IPS-Inter Press Service Deutschland gGmbH
IPS-Tagesdienst vom 16. Mai 2011

Kambodscha: Weitere Verfahren gegen Khmer-Rouge-Kriegsverbrecher ungewiss

Von Irwin Loy

Hommage an die Gefangenen des S-21-Foltergefängnisses - Bild: © Irwin Loy/IPS

Hommage an die Gefangenen des S-21-Foltergefängnisses
Bild: © Irwin Loy/IPS

Phnom-Penh, 16. Mai (IPS) - In Kambodscha sind die Angehörigen der Opfer des Terrorregimes der Roten Khmer besorgt. Sie befürchten, dass das Kriegsverbrechertribunal nur die ersten zwei von insgesamt vier Verfahren zum Abschluss bringt und die letzten beiden Prozesse unter den Tisch fallen lässt. Offiziell sind bislang keine Verdächtigen, keine Anwälte und auch keine Opfer benannt worden.

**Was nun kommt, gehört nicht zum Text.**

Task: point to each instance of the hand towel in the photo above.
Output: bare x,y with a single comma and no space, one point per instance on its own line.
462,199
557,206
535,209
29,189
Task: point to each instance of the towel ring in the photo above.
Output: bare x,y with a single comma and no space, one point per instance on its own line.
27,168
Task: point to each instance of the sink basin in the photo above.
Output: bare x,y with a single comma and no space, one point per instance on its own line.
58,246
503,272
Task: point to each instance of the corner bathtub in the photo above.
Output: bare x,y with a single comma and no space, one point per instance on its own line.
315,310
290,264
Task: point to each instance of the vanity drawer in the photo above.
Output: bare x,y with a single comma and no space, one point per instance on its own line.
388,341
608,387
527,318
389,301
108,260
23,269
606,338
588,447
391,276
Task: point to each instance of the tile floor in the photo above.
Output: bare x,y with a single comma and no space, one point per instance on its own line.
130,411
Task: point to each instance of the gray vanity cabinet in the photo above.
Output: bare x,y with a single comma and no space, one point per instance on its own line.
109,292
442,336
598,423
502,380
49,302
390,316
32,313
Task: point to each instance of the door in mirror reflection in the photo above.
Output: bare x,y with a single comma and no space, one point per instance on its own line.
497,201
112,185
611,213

Ende April gab das von den Vereinten Nationen unterstützte Tribunal bekannt, die Co-Ermittlungsrichter hätten ihre Untersuchungen im sogenannten 'Fall 003' gegen das Khmer-Rouge-Regime abgeschlossen. Dennoch wurden weder Verdächtige noch Opfer aufgefordert, sich für den Prozess zur Verfügung zu stellen. Beobachter interpretieren die Untätigkeit des Gerichts als Hinweis dafür, dass die Fälle 003 und 004 im Sande verlaufen sollen.

"Alles scheint so, als wolle man in dieser Angelegenheit keine Aufmerksamkeit erregen", meinte Clair Duffy von der 'Open Society Justice Initiative', einer internationalen Rechtsschutzorganisation. Theary Seng, deren Eltern von den Roten Khmer ermordet worden waren, fand noch deutlichere Worte. Sie sprach von einem "Affront" gegen die 1,7 Millionen Kambodschaner, die während der Gewaltherrschaft der Roten Khmer von 1975 bis 1979 umgebracht worden waren.

Seng hatte im letzten Monat das Gericht gegen sich aufgebracht, als sie für den Fall 003 einen Status als Zivilpartei beantragte und die Namen der Personen nannte, gegen die ihrer Meinung nach ermittelt wird. Ein Sprecher des Gerichts warf ihr daraufhin "Voreiligkeit" vor. Der Antrag wurde abgelehnt. Das Kriegsverbrechertribunal räumt qualifizierten Opfer oder ihren Familien das Recht ein, an den entsprechenden Prozessverfahren direkt teilzunehmen.

Seng rechtfertigte ihren Vorstoß als Versuch, die Untersuchungen des Tribunals unter öffentliche Kontrolle zu bringen. Ihrer Ansicht nach nutzt das Gericht die Floskel "vertraulich" als Vorwand, um sich aus seiner Verantwortung zu stehen.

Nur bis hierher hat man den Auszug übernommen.